Place aux produits, donc, poissons en tête! Marie-Sophie aime bien l’omble de l’Arctique, qu’elle rôtit et sert avec une vinaigrette tiède au jus de poulet et citron, des noisettes torréfiées et une purée de panais. Ou une belle morue "floconneuse", voire un flétan nappé de beurre blanc au rhum! Les pétoncles? Elle les saisit simplement et les sert avec du lard fumé braisé, un soupçon de jus de cassis, de pistaches au grué de cacao et des topinambours. En entrée, son plat fétiche est le boudin, servi en onctueux beignet avec chutney de rhubarbe et roquette au babeurre. Original? Autant que son gravlax de boeuf épicé, avec sablé de pleurotes et coulis d’ail au lait.
Questionnée sur ses méthodes de cuisson préférées, la chef répond sans ambages: "La cuisson sous vide, apprise en France, parce qu’elle rend les produits plus tendres et assure une régularité dans l’exécution."
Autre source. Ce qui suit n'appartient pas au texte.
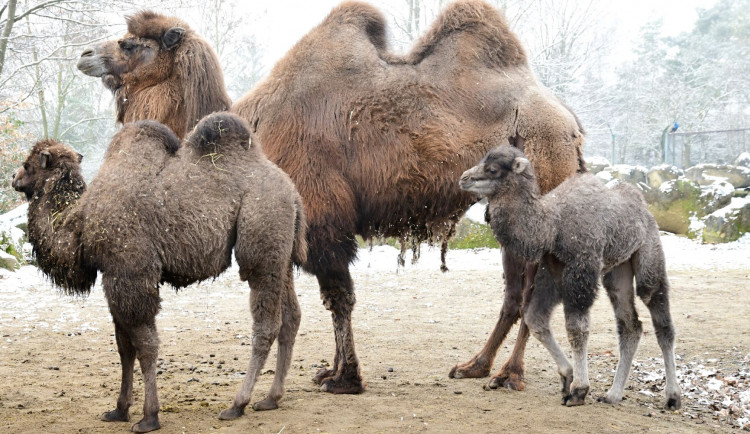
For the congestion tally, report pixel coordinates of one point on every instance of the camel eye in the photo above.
(126, 46)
En région, certains se plaignent de difficultés d’approvisionnement. Pas elle! "On fait avec ce qu’on trouve, parfois, mais on a de bons producteurs locaux." Ses crustacés et poissons viennent du Bas-Saint-Laurent ou de Gaspésie, ses légumes bio de la Ferme Val-aux-Vents (Saint-Valérien de Rimouski), les volailles et le veau de Petite Campagne (Rimouski). "Pascal Dufour est un jeune éleveur dont j’aime beaucoup la pintade et les foies gras." Elle achète son pain chez Folles Farines, la belle boulangerie artisanale du Bic, et les plantes sauvages de Miscelliard, un cueilleur local. Pour les produits moins connus, comme le grué de cacao, "il faut chercher et être patient, mais on finit par trouver!"
Auberge du Mange Grenouille
148, rue Sainte-Cécile
Le Bic
418-736-5656
www.aubergedumangegrenouille.qc.ca
ooo
Chez Saint-Pierre
123, rue du Mont-Saint-Louis, Le Bic, 418 736-5051, www.chezstpierre.ca
Midi: 40 $; Soir: 100 $
Niché près de l’église du Bic, voilà un restaurant qui n’usurpe pas son approche de "nouvelle gastronomie québécoise axée sur les produits locaux, saisonniers et biologiques". Dans un décor contemporain mais conservant la chaleur du vieux bois, Colombe Saint-Pierre propose une cuisine honnête et généreuse qui n’en finit pas d’épater. La valse raffinée des saveurs et textures démontre que la chef ne manque pas d’audace. Elle utilise à plein les ressources du terroir, dont les herbes, champignons et fleurs sauvages. Les pétoncles poêlés sont accompagnés d’une mousse à la livèche et brunoise au cerfeuil, le pintadeau de morilles, le magret de canard d’une délicate salade de marguerites… Les desserts sont tout sauf bâclés, de la pannacotta à l’angélique, ganache de chocolat blanc à la rose sauvage et purée de fraises des champs au millefeuille aux amélanches et thé chai, avec sorbet de prunes.